目的:纳武利尤单抗已被批准用于食管癌切除术后的辅助治疗,通常每2周给药240mg(Q2W)或每4周给药480mg(Q4W)。然而,关于480mg Q4W方案作为初始治疗的数据有限。在本研究中,我们评估了其安全性和疗效。 方法:这项前瞻性队列研究纳入了50例经病理证实有淋巴结转移且在术前治疗后接受根治性食管切除术的患者。所有患者均接受了至少一剂纳武利尤单抗(480mg Q4W)。主要终点是3级或更高级别的纳武利尤单抗相关不良事件(AE)的发生率。 结果:该队列中,88%(44/50)的患者接受了术前化疗。病理淋巴结状态分布如下:ypN1(42%)、ypN2(40%)和ypN3(18%)。共有26例患者(52%)完成了一年的治疗。治疗中断的原因包括复发(30%)、纳武利尤单抗相关AE(10%)或患者偏好(8%)。

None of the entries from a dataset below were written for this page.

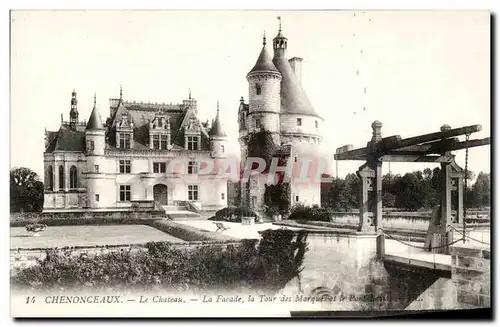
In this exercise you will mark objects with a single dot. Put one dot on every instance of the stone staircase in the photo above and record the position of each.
(179, 212)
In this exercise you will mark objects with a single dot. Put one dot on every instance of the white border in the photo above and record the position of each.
(186, 4)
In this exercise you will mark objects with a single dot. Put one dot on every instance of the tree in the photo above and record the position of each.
(277, 197)
(261, 145)
(339, 197)
(482, 190)
(26, 190)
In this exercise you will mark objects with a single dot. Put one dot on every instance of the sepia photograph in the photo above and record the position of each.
(250, 163)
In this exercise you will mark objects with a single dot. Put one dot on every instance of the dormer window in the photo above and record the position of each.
(192, 142)
(125, 141)
(192, 167)
(258, 89)
(257, 123)
(156, 142)
(90, 146)
(163, 142)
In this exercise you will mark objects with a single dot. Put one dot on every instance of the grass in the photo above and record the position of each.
(90, 235)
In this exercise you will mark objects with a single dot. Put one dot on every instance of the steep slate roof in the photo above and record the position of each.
(293, 98)
(95, 121)
(142, 113)
(264, 62)
(66, 140)
(217, 129)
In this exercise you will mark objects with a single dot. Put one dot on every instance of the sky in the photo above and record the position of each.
(420, 70)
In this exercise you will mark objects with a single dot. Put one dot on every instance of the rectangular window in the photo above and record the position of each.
(193, 192)
(125, 166)
(192, 167)
(156, 142)
(125, 141)
(159, 167)
(124, 192)
(164, 142)
(192, 142)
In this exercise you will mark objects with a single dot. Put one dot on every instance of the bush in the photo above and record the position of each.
(233, 214)
(188, 233)
(83, 221)
(269, 266)
(314, 213)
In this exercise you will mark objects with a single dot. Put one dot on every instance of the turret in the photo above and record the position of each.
(280, 43)
(73, 113)
(95, 142)
(264, 94)
(94, 133)
(218, 138)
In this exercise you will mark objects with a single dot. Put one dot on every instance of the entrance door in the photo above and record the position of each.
(254, 202)
(160, 193)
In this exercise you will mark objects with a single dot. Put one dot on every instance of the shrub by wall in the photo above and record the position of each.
(269, 266)
(188, 233)
(314, 213)
(233, 214)
(83, 221)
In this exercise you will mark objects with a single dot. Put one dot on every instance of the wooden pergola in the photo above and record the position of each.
(434, 147)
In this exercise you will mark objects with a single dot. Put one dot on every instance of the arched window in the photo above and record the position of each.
(72, 177)
(258, 89)
(50, 178)
(61, 177)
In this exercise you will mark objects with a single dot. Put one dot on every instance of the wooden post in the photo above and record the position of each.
(380, 246)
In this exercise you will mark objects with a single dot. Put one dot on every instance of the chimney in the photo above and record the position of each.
(296, 64)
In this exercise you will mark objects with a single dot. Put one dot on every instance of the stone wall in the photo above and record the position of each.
(23, 258)
(345, 265)
(471, 274)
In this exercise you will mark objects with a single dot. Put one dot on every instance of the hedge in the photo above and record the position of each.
(314, 213)
(267, 267)
(233, 214)
(189, 233)
(83, 221)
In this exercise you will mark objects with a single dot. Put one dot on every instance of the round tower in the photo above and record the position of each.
(264, 82)
(95, 144)
(218, 138)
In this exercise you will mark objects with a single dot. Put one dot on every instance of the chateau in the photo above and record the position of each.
(278, 104)
(123, 161)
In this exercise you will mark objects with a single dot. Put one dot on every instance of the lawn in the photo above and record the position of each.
(61, 236)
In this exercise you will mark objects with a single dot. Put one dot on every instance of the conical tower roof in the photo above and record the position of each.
(293, 98)
(264, 62)
(94, 120)
(217, 130)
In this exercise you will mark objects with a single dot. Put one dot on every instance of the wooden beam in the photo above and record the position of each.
(344, 152)
(350, 155)
(439, 135)
(414, 158)
(471, 143)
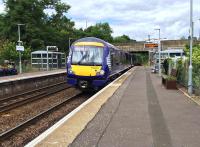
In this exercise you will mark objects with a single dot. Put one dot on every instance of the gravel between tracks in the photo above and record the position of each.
(20, 114)
(34, 130)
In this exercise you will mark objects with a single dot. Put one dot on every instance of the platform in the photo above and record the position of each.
(24, 76)
(140, 113)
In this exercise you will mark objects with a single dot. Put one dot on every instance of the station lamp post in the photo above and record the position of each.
(190, 85)
(159, 50)
(20, 48)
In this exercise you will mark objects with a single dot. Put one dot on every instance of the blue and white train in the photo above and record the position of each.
(92, 62)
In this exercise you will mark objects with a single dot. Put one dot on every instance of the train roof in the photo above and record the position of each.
(94, 39)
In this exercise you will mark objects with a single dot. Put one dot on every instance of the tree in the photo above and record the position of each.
(100, 30)
(122, 39)
(8, 52)
(40, 28)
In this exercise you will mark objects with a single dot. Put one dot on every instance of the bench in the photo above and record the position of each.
(172, 82)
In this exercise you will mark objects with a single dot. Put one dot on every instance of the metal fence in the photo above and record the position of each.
(182, 76)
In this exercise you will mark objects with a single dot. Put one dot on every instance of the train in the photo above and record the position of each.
(8, 69)
(92, 62)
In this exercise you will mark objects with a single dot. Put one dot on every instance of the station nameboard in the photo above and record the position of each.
(150, 45)
(19, 48)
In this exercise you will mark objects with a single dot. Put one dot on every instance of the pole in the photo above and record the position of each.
(199, 29)
(191, 41)
(19, 43)
(159, 50)
(47, 58)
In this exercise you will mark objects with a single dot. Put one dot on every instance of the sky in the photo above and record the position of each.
(136, 18)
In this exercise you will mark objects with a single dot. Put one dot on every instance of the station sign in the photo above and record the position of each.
(19, 48)
(151, 45)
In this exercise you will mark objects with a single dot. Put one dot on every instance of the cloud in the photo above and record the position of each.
(136, 18)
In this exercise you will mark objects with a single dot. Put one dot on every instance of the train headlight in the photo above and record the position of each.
(101, 72)
(70, 71)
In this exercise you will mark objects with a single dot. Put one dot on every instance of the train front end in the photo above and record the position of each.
(86, 66)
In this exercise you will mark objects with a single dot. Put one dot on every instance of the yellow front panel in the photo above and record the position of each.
(81, 70)
(89, 44)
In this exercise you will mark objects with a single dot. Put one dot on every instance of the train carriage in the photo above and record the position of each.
(92, 62)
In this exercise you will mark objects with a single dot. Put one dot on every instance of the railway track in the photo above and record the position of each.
(36, 118)
(12, 102)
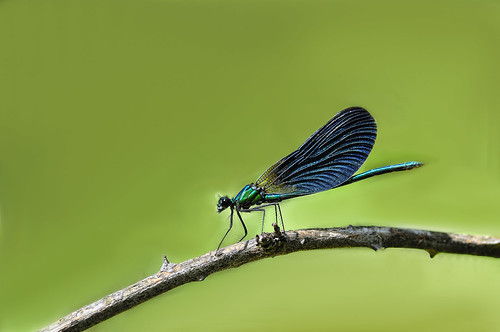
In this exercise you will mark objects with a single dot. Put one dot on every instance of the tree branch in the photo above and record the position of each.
(269, 245)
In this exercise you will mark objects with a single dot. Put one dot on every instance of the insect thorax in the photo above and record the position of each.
(248, 196)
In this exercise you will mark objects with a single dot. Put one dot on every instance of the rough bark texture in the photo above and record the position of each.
(268, 245)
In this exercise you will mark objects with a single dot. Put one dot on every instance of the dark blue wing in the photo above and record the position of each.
(326, 159)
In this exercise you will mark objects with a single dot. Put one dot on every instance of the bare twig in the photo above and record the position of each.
(268, 245)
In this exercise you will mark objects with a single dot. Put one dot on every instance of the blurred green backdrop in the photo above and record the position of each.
(121, 121)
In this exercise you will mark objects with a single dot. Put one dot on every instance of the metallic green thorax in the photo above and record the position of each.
(253, 195)
(248, 196)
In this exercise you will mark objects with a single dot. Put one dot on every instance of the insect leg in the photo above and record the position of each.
(230, 226)
(260, 208)
(281, 217)
(244, 227)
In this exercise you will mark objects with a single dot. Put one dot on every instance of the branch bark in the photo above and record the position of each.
(269, 245)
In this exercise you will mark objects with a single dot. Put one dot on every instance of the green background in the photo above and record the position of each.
(121, 121)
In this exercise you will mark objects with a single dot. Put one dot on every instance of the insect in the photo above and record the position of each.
(327, 159)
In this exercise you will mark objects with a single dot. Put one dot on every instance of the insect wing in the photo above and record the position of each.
(327, 158)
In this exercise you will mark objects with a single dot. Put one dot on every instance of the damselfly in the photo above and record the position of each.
(327, 159)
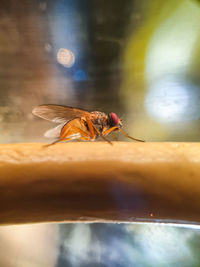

70%的患者发生了纳武利尤单抗相关AE,其中3级或更高级别AE的发生率为8%。最常见的AE是皮肤相关反应(30%)、天冬氨酸转氨酶水平升高(24%)、疲劳(12%)、甲状腺功能减退(12%)和甲状腺功能亢进(10%)。大多数AE发生在前四个周期,而甲状腺功能障碍、关节炎和肺部AE出现得更晚。1年和2年无病生存率(DFS)分别为78.0%和52.2%。年龄<65岁的患者和ypN2疾病患者的DFS更好。 结论:辅助使用480mg Q4W的纳武利尤单抗可能是一种潜在的治疗选择,具有可控的安全性和良好的短期DFS。